"As students we learned art history at the Slade, and because, at least for one year, we had the famous Ernst Gombrich as a lecturer, we were well informed about Renaissance painting, but no one ever mentioned architecture. I hardly knew what it was. Suddenly seeing, and moving in and around, such great buildings by the likes of Filippo Brunelleschi, Donato Bramante and Leon Battista Alberti was mind-blowing. I didn’t understand what I was seeing, why one should feel so deeply affected by these extraordinary spaces. It took many years before I started to grasp that creating our own space is in many ways how we define ourselves, how we protect ourselves, how we reflect both the world around us and relate our inner selves to that. Even now, I find it hard to really understand the greatness of those architects, and to see that they have never been surpassed. "
- Tess Jaray, interviewed in Studio International, July 2019
Tess Jaray RA is a British painter and printmaker. Born in Vienna in 1937, Jaray grew up in rural Worcestershire, England, where her parents emigrated in 1938 after the annexation of Austria by Nazi Germany made it unsafe for people of Jewish descent to live there. She taught at The Slade School of Fine Art, UCL from 1968 until 1999. Over the last twenty years Jaray has completed a succession of major public art projects. She was made an Honorary Fellow of RIBA (Royal Institute for British Architects) in 1995 and a Royal Academician in 2010.
The impact of Renaissance architectural spaces Jaray encountered on her travels in Italy were formative for the development of her distinctive technique. In these ceilings she saw how simple lines interacted to transform space, powerfully inducing emotional responses. Writing on Jaray's paintings of the 60s Jasia Reichardt said they could be called '"ceiling geography" because they suggest views of an interior seen from below... Her paintings suggest some underlying mystery through the suggestion of architectural perspective.' Much of her career as a painter has been spent investigating the quality of effects geometry, pattern, repetition and colour have on space.
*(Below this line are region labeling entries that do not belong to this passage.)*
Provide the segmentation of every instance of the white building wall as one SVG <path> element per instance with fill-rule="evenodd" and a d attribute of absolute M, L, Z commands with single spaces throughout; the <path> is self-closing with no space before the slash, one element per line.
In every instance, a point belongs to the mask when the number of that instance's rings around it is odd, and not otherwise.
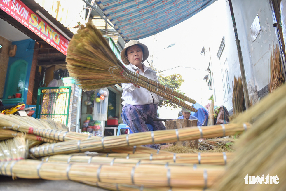
<path fill-rule="evenodd" d="M 227 2 L 226 1 L 227 1 Z M 225 47 L 222 54 L 220 62 L 214 62 L 215 66 L 214 69 L 215 86 L 219 84 L 222 77 L 220 72 L 221 64 L 225 58 L 227 58 L 229 80 L 231 81 L 231 95 L 227 96 L 223 99 L 223 105 L 228 109 L 232 108 L 232 83 L 235 75 L 237 77 L 241 76 L 240 68 L 232 21 L 228 1 L 226 1 L 226 16 L 227 29 L 225 34 Z M 275 29 L 272 26 L 274 23 L 272 13 L 268 0 L 232 0 L 238 39 L 240 41 L 243 59 L 250 98 L 255 103 L 258 99 L 257 92 L 269 83 L 269 62 L 270 58 L 269 48 L 273 43 L 277 42 L 275 33 Z M 258 14 L 261 31 L 254 41 L 252 41 L 250 27 Z M 218 50 L 216 50 L 217 51 Z M 215 87 L 216 94 L 221 95 L 222 87 Z M 222 92 L 223 93 L 223 92 Z M 250 98 L 251 97 L 251 98 Z M 221 98 L 220 98 L 221 99 Z"/>

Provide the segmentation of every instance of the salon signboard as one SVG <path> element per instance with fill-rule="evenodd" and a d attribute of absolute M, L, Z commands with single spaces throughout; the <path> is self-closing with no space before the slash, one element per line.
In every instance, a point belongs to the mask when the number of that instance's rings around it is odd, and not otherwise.
<path fill-rule="evenodd" d="M 69 41 L 19 0 L 0 0 L 0 8 L 56 49 L 67 55 Z"/>

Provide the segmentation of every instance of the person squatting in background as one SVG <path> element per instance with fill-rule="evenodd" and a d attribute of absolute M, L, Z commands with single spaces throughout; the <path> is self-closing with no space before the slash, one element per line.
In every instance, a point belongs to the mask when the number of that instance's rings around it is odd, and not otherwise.
<path fill-rule="evenodd" d="M 156 73 L 143 63 L 149 56 L 148 48 L 137 41 L 131 40 L 125 44 L 120 54 L 121 60 L 126 67 L 131 71 L 158 81 Z M 149 131 L 146 124 L 153 126 L 154 131 L 166 129 L 162 121 L 153 121 L 159 118 L 157 114 L 158 104 L 163 98 L 134 84 L 122 84 L 123 92 L 121 98 L 121 113 L 123 122 L 128 124 L 133 133 Z M 145 145 L 160 149 L 158 144 Z"/>
<path fill-rule="evenodd" d="M 182 107 L 181 110 L 182 115 L 179 116 L 177 119 L 197 119 L 198 123 L 197 126 L 202 126 L 202 124 L 198 119 L 194 116 L 191 115 L 191 111 L 188 110 L 184 107 Z"/>

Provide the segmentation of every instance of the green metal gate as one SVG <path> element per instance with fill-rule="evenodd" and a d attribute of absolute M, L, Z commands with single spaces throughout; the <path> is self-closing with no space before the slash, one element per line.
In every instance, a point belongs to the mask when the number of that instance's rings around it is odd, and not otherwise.
<path fill-rule="evenodd" d="M 39 88 L 36 118 L 52 119 L 67 126 L 72 87 Z"/>

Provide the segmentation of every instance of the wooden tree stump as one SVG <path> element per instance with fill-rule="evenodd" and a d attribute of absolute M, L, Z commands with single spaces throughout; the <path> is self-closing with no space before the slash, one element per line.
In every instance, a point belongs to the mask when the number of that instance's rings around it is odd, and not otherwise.
<path fill-rule="evenodd" d="M 173 120 L 168 120 L 165 121 L 166 129 L 175 129 L 196 126 L 197 119 L 177 119 Z M 198 139 L 186 140 L 182 141 L 166 143 L 166 144 L 172 143 L 174 145 L 177 144 L 185 147 L 189 147 L 193 149 L 198 147 Z"/>

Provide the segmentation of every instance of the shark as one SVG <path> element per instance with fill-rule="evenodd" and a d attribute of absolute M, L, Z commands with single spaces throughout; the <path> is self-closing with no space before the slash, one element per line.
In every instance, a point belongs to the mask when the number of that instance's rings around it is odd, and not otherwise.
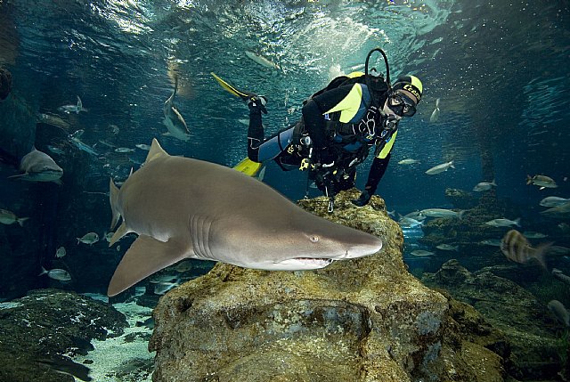
<path fill-rule="evenodd" d="M 323 268 L 373 255 L 382 240 L 316 216 L 258 180 L 221 165 L 168 155 L 154 139 L 120 190 L 110 182 L 110 246 L 138 237 L 117 266 L 116 296 L 185 258 L 268 271 Z"/>
<path fill-rule="evenodd" d="M 30 182 L 53 182 L 61 184 L 63 169 L 52 157 L 35 147 L 22 157 L 19 169 L 22 174 L 9 176 L 9 178 Z"/>
<path fill-rule="evenodd" d="M 164 135 L 187 142 L 190 140 L 188 126 L 182 114 L 180 114 L 180 111 L 178 111 L 178 109 L 176 109 L 176 105 L 175 105 L 175 97 L 176 96 L 177 90 L 178 77 L 175 77 L 175 90 L 172 92 L 172 95 L 164 102 L 164 119 L 162 123 L 168 130 L 168 133 L 165 133 Z"/>

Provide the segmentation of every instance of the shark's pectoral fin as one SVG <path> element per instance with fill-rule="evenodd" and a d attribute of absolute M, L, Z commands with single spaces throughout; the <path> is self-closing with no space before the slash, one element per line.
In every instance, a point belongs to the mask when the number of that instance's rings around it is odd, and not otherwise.
<path fill-rule="evenodd" d="M 157 271 L 187 257 L 182 242 L 141 235 L 128 248 L 110 279 L 107 295 L 116 296 Z"/>

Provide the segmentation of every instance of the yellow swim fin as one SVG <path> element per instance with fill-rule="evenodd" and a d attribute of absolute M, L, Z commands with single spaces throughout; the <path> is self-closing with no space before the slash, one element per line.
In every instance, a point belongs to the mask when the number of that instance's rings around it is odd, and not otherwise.
<path fill-rule="evenodd" d="M 262 163 L 254 162 L 248 158 L 245 158 L 240 163 L 235 165 L 233 168 L 246 175 L 256 176 L 257 173 L 259 173 L 262 166 Z"/>
<path fill-rule="evenodd" d="M 220 86 L 224 88 L 231 94 L 235 95 L 236 97 L 241 98 L 243 101 L 248 101 L 252 95 L 255 95 L 253 93 L 245 93 L 245 92 L 242 92 L 240 90 L 236 89 L 235 87 L 232 86 L 227 82 L 224 81 L 218 76 L 216 76 L 216 73 L 214 73 L 214 72 L 210 72 L 210 74 L 217 81 L 217 83 L 220 84 Z"/>

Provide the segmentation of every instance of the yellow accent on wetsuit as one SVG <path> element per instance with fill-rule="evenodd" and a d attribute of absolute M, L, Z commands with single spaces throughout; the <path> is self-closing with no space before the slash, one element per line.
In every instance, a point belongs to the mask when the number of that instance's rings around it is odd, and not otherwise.
<path fill-rule="evenodd" d="M 382 149 L 382 150 L 380 151 L 379 154 L 378 154 L 376 156 L 376 158 L 378 158 L 379 159 L 384 159 L 386 158 L 386 157 L 388 156 L 388 154 L 390 153 L 390 151 L 392 150 L 392 146 L 394 146 L 394 142 L 395 142 L 395 136 L 398 134 L 398 131 L 396 130 L 395 133 L 394 133 L 392 134 L 392 137 L 390 138 L 390 141 L 388 141 L 386 145 L 384 146 L 384 148 Z"/>
<path fill-rule="evenodd" d="M 343 123 L 348 123 L 354 118 L 360 109 L 361 101 L 362 100 L 362 87 L 360 84 L 354 84 L 353 88 L 343 100 L 337 103 L 337 105 L 325 111 L 323 114 L 334 113 L 335 111 L 340 111 L 340 118 L 338 120 Z"/>
<path fill-rule="evenodd" d="M 233 169 L 238 170 L 246 175 L 256 176 L 257 173 L 259 173 L 262 166 L 263 165 L 261 163 L 254 162 L 248 158 L 245 158 L 240 163 L 235 165 Z"/>

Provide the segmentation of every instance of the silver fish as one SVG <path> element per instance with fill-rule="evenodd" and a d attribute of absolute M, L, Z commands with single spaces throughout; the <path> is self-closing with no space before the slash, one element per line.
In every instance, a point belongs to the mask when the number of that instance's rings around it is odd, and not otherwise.
<path fill-rule="evenodd" d="M 560 206 L 552 207 L 549 209 L 545 209 L 544 211 L 541 211 L 542 215 L 545 216 L 566 219 L 570 217 L 570 203 L 565 203 Z"/>
<path fill-rule="evenodd" d="M 55 257 L 56 258 L 61 258 L 61 257 L 64 257 L 66 254 L 67 254 L 67 252 L 65 251 L 65 247 L 60 247 L 55 251 Z"/>
<path fill-rule="evenodd" d="M 118 147 L 115 149 L 115 152 L 134 152 L 134 149 L 129 149 L 128 147 Z"/>
<path fill-rule="evenodd" d="M 81 238 L 76 238 L 77 240 L 77 244 L 84 243 L 89 244 L 90 246 L 99 241 L 99 235 L 95 232 L 89 232 L 83 235 Z"/>
<path fill-rule="evenodd" d="M 412 256 L 417 256 L 417 257 L 426 257 L 426 256 L 430 256 L 436 255 L 434 252 L 427 251 L 427 250 L 424 250 L 424 249 L 415 249 L 415 250 L 411 251 L 411 254 Z"/>
<path fill-rule="evenodd" d="M 451 244 L 440 244 L 436 247 L 437 249 L 441 249 L 443 251 L 459 251 L 460 246 L 452 246 Z"/>
<path fill-rule="evenodd" d="M 551 245 L 552 243 L 541 244 L 534 248 L 522 233 L 510 230 L 502 238 L 501 251 L 508 259 L 516 263 L 525 264 L 533 258 L 542 268 L 547 269 L 544 254 Z"/>
<path fill-rule="evenodd" d="M 540 187 L 541 190 L 555 189 L 558 185 L 554 182 L 554 179 L 546 175 L 526 175 L 526 184 L 534 184 Z"/>
<path fill-rule="evenodd" d="M 411 158 L 402 159 L 398 162 L 398 165 L 413 165 L 414 163 L 419 163 L 419 160 L 411 159 Z"/>
<path fill-rule="evenodd" d="M 434 111 L 432 111 L 429 117 L 429 122 L 436 123 L 437 119 L 439 119 L 439 98 L 436 100 L 436 109 L 434 109 Z"/>
<path fill-rule="evenodd" d="M 38 276 L 47 274 L 50 279 L 57 280 L 58 281 L 69 281 L 71 280 L 71 275 L 69 272 L 63 269 L 50 269 L 49 271 L 42 267 L 42 272 Z"/>
<path fill-rule="evenodd" d="M 558 196 L 547 196 L 539 205 L 542 207 L 558 207 L 563 204 L 570 203 L 570 199 L 558 198 Z"/>
<path fill-rule="evenodd" d="M 429 217 L 454 217 L 458 219 L 463 218 L 464 210 L 453 211 L 445 208 L 426 208 L 419 211 L 419 214 Z"/>
<path fill-rule="evenodd" d="M 0 209 L 0 223 L 3 224 L 10 225 L 17 223 L 20 227 L 24 226 L 24 222 L 29 219 L 29 217 L 18 217 L 16 214 L 7 209 Z"/>
<path fill-rule="evenodd" d="M 77 95 L 77 105 L 63 105 L 63 106 L 60 106 L 57 110 L 68 114 L 69 113 L 79 114 L 80 111 L 87 111 L 86 109 L 84 109 L 83 102 L 81 102 L 81 98 L 79 98 L 78 95 Z"/>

The patterns she creates evoke spatial ambiguities and shifting structures which work on the viewer's perceptions in subtle ways. According to the critic Terry Pitts, her work 'sense(s) the way in which history of decoration and patterning is embedded with elemental human experiences and impulses'. At this time of significant development, in 1964 Jaray began teaching. For four years she taught at Hornsey College of Art, before becoming the first female teacher at the Slade in 1968. In 1999 Jaray became Reader Emeritus in Fine Art at the Slade.